7. How is this story different in comic strip form than if it were a straight prose memoir? What do the black and white images add to the narrative? What has Satrapi emphasized and what has she overlooked by telling her story in a non-traditional manner?

8. How is Marjane’s political sense/being formed? Which experiences and people most influence her and pique her interest in politics?

9. Persepolis, the first volume, received much praise and sold well across the United States. How do you explain its appeal? Why is a book about growing up in Iran succeeding in the United States at this time? What drew you to this book? What have you learned about Iran? How is Iran’s recent history inextricably entwined with Marjane’s story?

10. What have you learned about university life in Tehran? Describe how the authorities enforce the separation of the sexes, and how the students circumvent these rules.
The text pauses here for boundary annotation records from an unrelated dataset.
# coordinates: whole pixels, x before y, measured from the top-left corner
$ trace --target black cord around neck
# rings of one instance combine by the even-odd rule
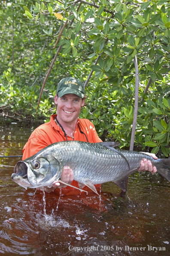
[[[83,132],[83,131],[81,131],[81,130],[80,129],[80,125],[79,125],[79,130],[80,130],[80,131],[81,133],[82,133],[83,134],[84,134],[85,136],[85,137],[86,138],[87,141],[88,142],[88,139],[87,137],[86,134],[84,132]]]
[[[58,121],[58,120],[57,120],[57,116],[56,116],[55,117],[55,120],[56,120],[56,122],[59,124],[59,125],[60,125],[60,127],[61,128],[61,130],[62,130],[62,131],[63,131],[63,132],[64,134],[64,136],[65,136],[66,138],[66,140],[67,140],[67,134],[66,132],[63,129],[63,127],[62,127],[62,126],[60,124],[60,123]],[[80,125],[79,125],[79,129],[80,130],[80,133],[82,134],[84,134],[85,136],[85,137],[86,138],[86,140],[87,140],[87,141],[88,142],[88,139],[87,138],[87,137],[86,136],[86,135],[85,134],[85,133],[84,132],[83,132],[83,131],[82,131],[81,130],[80,128]]]
[[[67,134],[66,133],[66,132],[63,129],[63,127],[61,126],[61,125],[60,124],[60,123],[58,121],[58,120],[57,120],[57,116],[55,117],[55,120],[56,120],[56,122],[57,123],[58,123],[58,124],[59,124],[59,125],[60,125],[60,126],[61,127],[61,130],[62,130],[62,131],[63,131],[63,132],[64,134],[64,136],[65,136],[66,138],[66,140],[67,140]]]

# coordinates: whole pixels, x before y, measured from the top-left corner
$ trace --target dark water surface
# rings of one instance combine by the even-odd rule
[[[0,126],[0,155],[22,155],[33,128]],[[21,125],[20,125],[21,126]],[[14,166],[21,159],[0,158]],[[170,185],[158,174],[134,173],[128,192],[108,183],[94,194],[59,197],[25,190],[0,167],[0,253],[5,256],[170,255]],[[83,193],[84,193],[83,194]]]

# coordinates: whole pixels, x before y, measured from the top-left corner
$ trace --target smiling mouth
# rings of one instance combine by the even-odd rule
[[[74,111],[67,111],[66,110],[64,110],[64,111],[67,114],[71,114],[74,112]]]

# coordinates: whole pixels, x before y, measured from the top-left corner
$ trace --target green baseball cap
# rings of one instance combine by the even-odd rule
[[[62,79],[58,83],[57,93],[59,97],[67,94],[76,94],[80,98],[84,97],[85,88],[79,79],[73,77],[68,77]]]

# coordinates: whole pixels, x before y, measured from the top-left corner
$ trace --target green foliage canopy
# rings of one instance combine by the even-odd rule
[[[4,3],[0,36],[3,39],[0,43],[3,57],[0,77],[3,113],[6,106],[10,106],[11,111],[21,116],[43,115],[48,121],[50,112],[55,111],[52,103],[57,82],[69,75],[85,82],[92,69],[94,72],[86,89],[88,103],[81,117],[93,122],[103,139],[118,140],[122,147],[128,147],[136,56],[139,100],[143,100],[139,103],[135,144],[145,150],[146,147],[151,147],[152,152],[160,150],[167,156],[170,152],[170,3],[155,0],[81,2],[78,11],[79,3],[74,7],[73,2],[68,1]],[[11,45],[2,42],[11,36],[14,15],[12,62]],[[54,49],[67,19],[74,21],[70,27],[69,22],[64,28]],[[5,34],[4,29],[8,34]],[[39,86],[61,45],[37,113]]]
If you’ve read Reading Lolita in Tehran, compare the life of those women with that of Marjane and her friends.

11. In the beginning of Persepolis 2, Marjane wants to become “a liberated and emancipated woman.” By the end, do you think she achieves this goal? In what ways is this story a typical coming-of-age tale filled with obstacles that the protagonist must overcome on her journey to adulthood? How is this similar or different to coming-of-age stories that you’ve read?

12. Persepolis 2 is filled with vibrant secondary characters. Describe some of them. Describe the men in Marjane’s life and her relationships with them. Who stands out as the most memorable and influential person on Marjane?

13. Why does Marjane frame an innocent man while waiting for her boyfriend one afternoon? How is she betraying her family as well as the man himself? How does she redeem herself in her grandmother’s eyes? While in Austria, Marjane tries to assimilate and denies being Iranian, “betraying my parents and my origins”? How and why does she betray them? What are the consequences of this? Do you think her betrayals are justified?

14. How do tradition, family, duty, opportunity and memory each play a role in determining whether Marjane returns to Europe or not by the end of the book? Why do Marjane’s parents encourage her to leave both times, as a 14-year-old and as a 22-year-old, though they remain in Iran?

15. Despite being forced to wear the veil in Iran and hating it, Satrapi recently wrote an article in The Guardian (UK) newspaper against banning the veil in French schools and stating that forcing girls not to wear the veil is as bad as forcing them to do so. Do you agree with her stance? Describe the role of the veil in Persepolis 2. What is its religious and social purpose? How do the women deal with wearing the veil?

About this Author

Marjane Satrapi was born in 1969 in Rasht, Iran. She now lives in Paris and is a regular contributor to magazines and newspapers throughout the world. Persepolis was translated into twelve languages and was awarded the first Fernando Buesa Peace Prize in Spain in 2003.

Suggested Reading

Sandra Cisneros’s The House on Mango Street; Andre Dubus III’s House of Sand and Fog; Firoozeh Dumas’s Funny in Farsi; Maxine Hong Kingston’s Woman Warrior; Azar Nafisi’s Reading Lolita in Tehran; Joe Sacco’s Palestine; Art Spiegelman’s Maus; Amy Tan’s The Joy Luck Club.